O avanço da tecnologia nas últimas décadas tem sido incontestável. Acompanhamos a transformação digital de setores, a consolidação de ecossistemas de inovação e o crescimento de iniciativas voltadas à diversidade e inclusão. Porém, para quem é mulher e pessoa LGBTQIA+, essa evolução convive com barreiras estruturais que pouco se alteraram no tempo.
No recorte de gênero, os desafios como mulher são constantes na vida profissional. Minha trajetória foi criada moldando comportamentos e aparências para caber em espaços corporativos majoritariamente masculinos. Para ser levada a sério, precisei adotar uma postura que camuflasse “fragilidades” e reforçasse uma presença inflexível, traços associados à liderança masculina. Não era apenas sobre como me vestia ou falava, mas sobre o quanto eu podia compartilhar de mim mesma.
Com relação à identidade LGBTQIA+, senti falta de ter um espaço confortável para compartilhar mais. Por muitas vezes, optei por silenciar aspectos da minha vida pessoal, como o fato de ser casada com uma mulher, temendo o julgamento ou o desinteresse em ambientes profissionais.
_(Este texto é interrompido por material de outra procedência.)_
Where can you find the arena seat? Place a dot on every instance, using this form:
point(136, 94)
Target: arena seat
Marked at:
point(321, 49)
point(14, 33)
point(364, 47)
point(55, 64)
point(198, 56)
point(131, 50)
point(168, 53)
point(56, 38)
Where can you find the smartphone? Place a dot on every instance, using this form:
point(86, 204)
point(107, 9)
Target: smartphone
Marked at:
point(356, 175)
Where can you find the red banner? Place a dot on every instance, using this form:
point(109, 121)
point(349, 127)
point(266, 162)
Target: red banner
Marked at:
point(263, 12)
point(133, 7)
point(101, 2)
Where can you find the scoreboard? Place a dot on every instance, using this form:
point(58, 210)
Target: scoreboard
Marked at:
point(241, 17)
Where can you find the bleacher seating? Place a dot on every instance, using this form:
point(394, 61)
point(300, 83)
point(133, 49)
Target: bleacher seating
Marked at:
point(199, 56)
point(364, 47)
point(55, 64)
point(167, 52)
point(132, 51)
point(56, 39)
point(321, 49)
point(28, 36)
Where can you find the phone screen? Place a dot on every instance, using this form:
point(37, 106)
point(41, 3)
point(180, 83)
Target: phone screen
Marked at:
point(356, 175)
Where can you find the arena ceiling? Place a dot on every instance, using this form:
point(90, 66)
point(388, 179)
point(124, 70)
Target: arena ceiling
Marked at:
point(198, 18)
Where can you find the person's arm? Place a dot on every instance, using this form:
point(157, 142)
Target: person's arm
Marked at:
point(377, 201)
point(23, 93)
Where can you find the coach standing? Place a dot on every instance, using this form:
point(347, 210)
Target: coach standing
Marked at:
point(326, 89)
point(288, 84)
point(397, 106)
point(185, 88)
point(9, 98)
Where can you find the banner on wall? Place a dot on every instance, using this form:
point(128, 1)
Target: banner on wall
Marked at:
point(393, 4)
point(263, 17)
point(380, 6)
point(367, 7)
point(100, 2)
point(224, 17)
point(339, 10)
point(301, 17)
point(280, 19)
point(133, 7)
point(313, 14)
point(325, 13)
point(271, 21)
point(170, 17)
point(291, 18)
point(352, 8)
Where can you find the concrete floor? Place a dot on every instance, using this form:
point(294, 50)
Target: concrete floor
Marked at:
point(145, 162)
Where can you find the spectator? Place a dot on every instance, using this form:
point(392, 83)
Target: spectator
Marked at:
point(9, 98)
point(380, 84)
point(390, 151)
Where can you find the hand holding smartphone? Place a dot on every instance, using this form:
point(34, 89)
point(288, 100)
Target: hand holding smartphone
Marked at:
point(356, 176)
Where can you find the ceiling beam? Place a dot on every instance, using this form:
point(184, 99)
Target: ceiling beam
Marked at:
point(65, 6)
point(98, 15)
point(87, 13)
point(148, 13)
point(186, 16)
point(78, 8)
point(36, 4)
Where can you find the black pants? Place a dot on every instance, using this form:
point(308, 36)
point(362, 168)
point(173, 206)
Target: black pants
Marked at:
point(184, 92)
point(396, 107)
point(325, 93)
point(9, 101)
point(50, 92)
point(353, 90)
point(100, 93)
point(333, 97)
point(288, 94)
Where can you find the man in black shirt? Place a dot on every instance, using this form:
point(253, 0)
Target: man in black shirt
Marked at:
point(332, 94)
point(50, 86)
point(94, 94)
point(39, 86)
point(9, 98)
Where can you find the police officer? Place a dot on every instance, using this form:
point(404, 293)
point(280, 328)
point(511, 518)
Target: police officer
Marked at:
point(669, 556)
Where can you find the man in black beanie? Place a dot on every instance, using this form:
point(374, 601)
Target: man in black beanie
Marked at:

Essa autocensura revela o quanto ainda operamos dentro de uma lógica que exige padrões heteronormativos. Isso se expressa no modo como líderes LGBTQIA+ são ouvidos em reuniões, no espaço que ocupam nas tomadas de decisão, ou na forma sutil como suas competências são postas em dúvida.
A identidade que carrego resulta em barreiras que às vezes não são percebidas de forma consciente. Já vivi momentos em que percebi desinteresse dos ouvintes em uma reunião após mencionar minha sexualidade, como se o fato de não ser mais uma mulher disponível para aquele ambiente majoritariamente masculino diminuísse a atenção. Em outros, minha posição como sócia e co-CEO foi colocada em cheque apenas por ser uma mulher. É um constante estado de alerta ao ambiente, fazendo leituras frequentes e medindo nosso jeito de ser.
Eu reconheço os avanços: a diversidade entrou na pauta de muitas empresas. Há iniciativas relevantes, políticas de inclusão e uma atenção à representatividade. Mas, isso ainda é um recorte. Em muitas companhias com estruturas mais tradicionais, moldar-se a uma identidade heteronormativa ainda é uma expectativa.
É necessário admitir que boa parte desse movimento de inclusão é superficial: basta o menor sinal de queda no desempenho econômico para que os orçamentos sejam cortados. Num mundo ideal, esses programas seriam iniciativas mais perenes e tidas como essenciais ao ecossistema.
Faço parte de um pequeno grupo de fundadoras LGBTQIA+ e escolhi construir uma cultura organizacional em que a autenticidade é um valor e não um risco. Mas sei que não é a realidade da maioria, e precisamos de mais ações sistêmicas que promovam ambientes seguros e equitativos.
Aos jovens LGBTQIA+ que desejam empreender ou entrar no setor de tecnologia, deixo um conselho: a autenticidade é uma força. Esconder quem você é pode até abrir algumas portas no curto prazo, mas nunca sustentará uma trajetória plena.
A tecnologia tem o poder de transformar e isso precisa incluir todas as vozes, especialmente aquelas que historicamente foram silenciadas. A diversidade não é uma questão de imagem. É uma questão de desempenho, de inovação e de futuro.
O editor, Michael França, pede para que cada participante do espaço “Políticas e Justiça” da Folha de S. Paulo sugira uma música aos leitores. Nesse texto, a escolhida por Nicole Franco foi “Si Jamais J’oublie”, da cantora francesa Zaz.